Disclaimer: The findings of the following analysis are the sole opinions of the writer and should not be considered investment advice

The Sandbox had a market cap of $4.7 billion at the time of writing, ranked 33rd on CoinMarketCap. It saw a dip as low as $2.6 in the past two weeks but has recovered well since then. The short-term bias for SAND was strongly bullish, but the price has come to test a long-term trendline resistance, which also had some confluence with a horizontal level of significance. Will SAND be forced back to an area of demand, or can bulls drive the price toward $5 and beyond? Bitcoin

would likely have an impact as well.

Source: SAND/USDT on TradingView

In late January, SAND was already showing signs of a bounce when it broke above the $3.21 level. Subsequently, it faced resistance at $3.5 but since then it has managed to climb to $4.12 and retested $3.5 as an area of demand as well. This indicated that the market structure in February was confirmed bullish after SAND moved back above $4.12.

A set of Fibonacci retracement levels were drawn based on SAND’s move from$3.49 to $4.85 (white). In the short term, the $4.3 area has seen demand, and in the past few hours, it has once again seen strong demand step in. This area was retested after the price formed an ascending wedge (white) and broke beneath the pattern.

At press time, the price had once again been rejected near $4.85, with the trendline resistance (blue) yet to be broken as well.

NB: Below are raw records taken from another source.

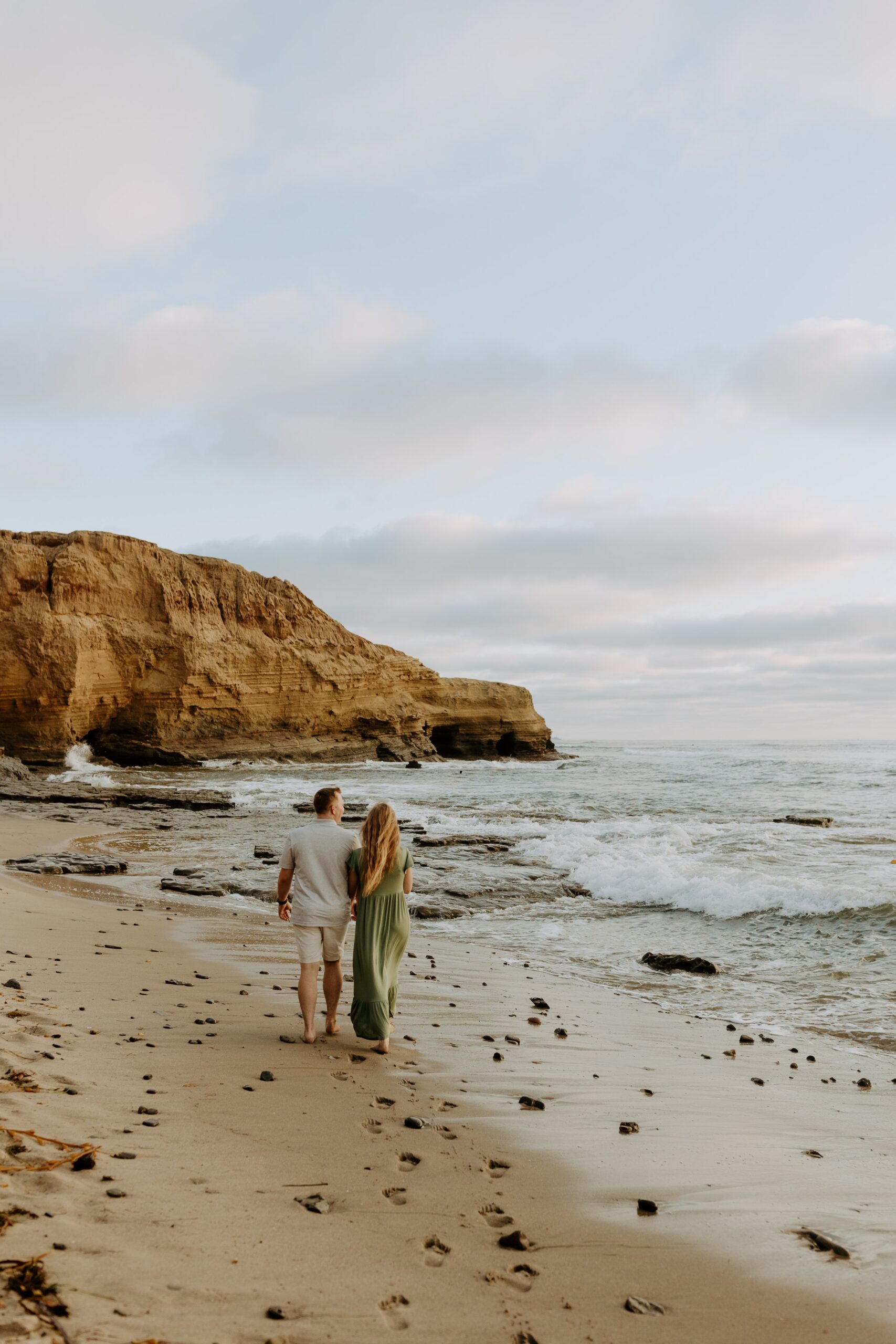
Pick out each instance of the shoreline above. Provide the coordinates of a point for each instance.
(575, 1222)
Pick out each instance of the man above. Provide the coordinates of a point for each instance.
(315, 857)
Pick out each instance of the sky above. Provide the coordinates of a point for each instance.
(553, 342)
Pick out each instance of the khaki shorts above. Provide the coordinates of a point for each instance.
(320, 944)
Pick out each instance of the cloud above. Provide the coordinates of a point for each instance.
(112, 131)
(637, 611)
(473, 87)
(817, 53)
(825, 370)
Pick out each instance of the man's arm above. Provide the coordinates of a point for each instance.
(284, 884)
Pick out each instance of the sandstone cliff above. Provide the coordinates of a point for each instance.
(152, 656)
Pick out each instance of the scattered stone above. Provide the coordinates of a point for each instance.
(821, 1242)
(679, 961)
(641, 1307)
(531, 1104)
(805, 822)
(313, 1203)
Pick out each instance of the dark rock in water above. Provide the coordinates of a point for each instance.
(531, 1104)
(515, 1241)
(69, 862)
(641, 1307)
(821, 1242)
(805, 822)
(679, 961)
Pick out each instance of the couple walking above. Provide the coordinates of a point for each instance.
(330, 878)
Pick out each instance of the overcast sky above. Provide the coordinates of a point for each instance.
(549, 340)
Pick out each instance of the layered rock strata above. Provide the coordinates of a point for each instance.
(156, 658)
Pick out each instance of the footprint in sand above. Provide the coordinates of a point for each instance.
(518, 1276)
(434, 1252)
(495, 1217)
(393, 1311)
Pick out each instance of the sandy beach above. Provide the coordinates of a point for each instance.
(159, 1052)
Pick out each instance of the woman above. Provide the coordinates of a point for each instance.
(379, 878)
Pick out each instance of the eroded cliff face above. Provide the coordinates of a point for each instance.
(156, 656)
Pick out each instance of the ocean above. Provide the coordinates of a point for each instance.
(585, 865)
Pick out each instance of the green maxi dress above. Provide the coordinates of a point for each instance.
(381, 937)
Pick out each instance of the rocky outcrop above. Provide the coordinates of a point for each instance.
(156, 658)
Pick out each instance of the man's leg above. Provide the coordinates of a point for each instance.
(332, 990)
(308, 996)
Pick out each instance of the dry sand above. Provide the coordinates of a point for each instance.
(207, 1234)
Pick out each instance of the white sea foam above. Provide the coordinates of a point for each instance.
(82, 769)
(653, 863)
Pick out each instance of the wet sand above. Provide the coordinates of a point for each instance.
(207, 1234)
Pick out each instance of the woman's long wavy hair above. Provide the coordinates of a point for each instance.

Based on the price action, a bullish bias seemed warranted. $4.12 was a support level to keep an eye on, while the $4.85 highs will be a place bulls will look to drive the price beyond.

Rationale

Source: SAND/USDT on TradingView

On the hourly chart, the RSI oscillated a bit wildly in the past couple of days. Overall, the RSI showed a bullish trend in the week prior to the pullback from $4.85. The OBV, too, has formed a series of higher lows in the past two weeks, which showed that demand has been rising behind the rise in prices as well.

The CMF has been between -0.05 and +0.05 for a major part of February, and in recent hours it has risen back above +0.05 once more. This showed that capital flow was once more headed into the market.

Conclusion

The indicators showed steady demand behind SAND, while the market structure was also bullish. A revisit of $4.3 and $4.12 was not improbable, while a session close below these levels and their flip back to resistance would indicate bears were in the driving seat again. To the upside, $5.15-$5.2 are levels to take profit at.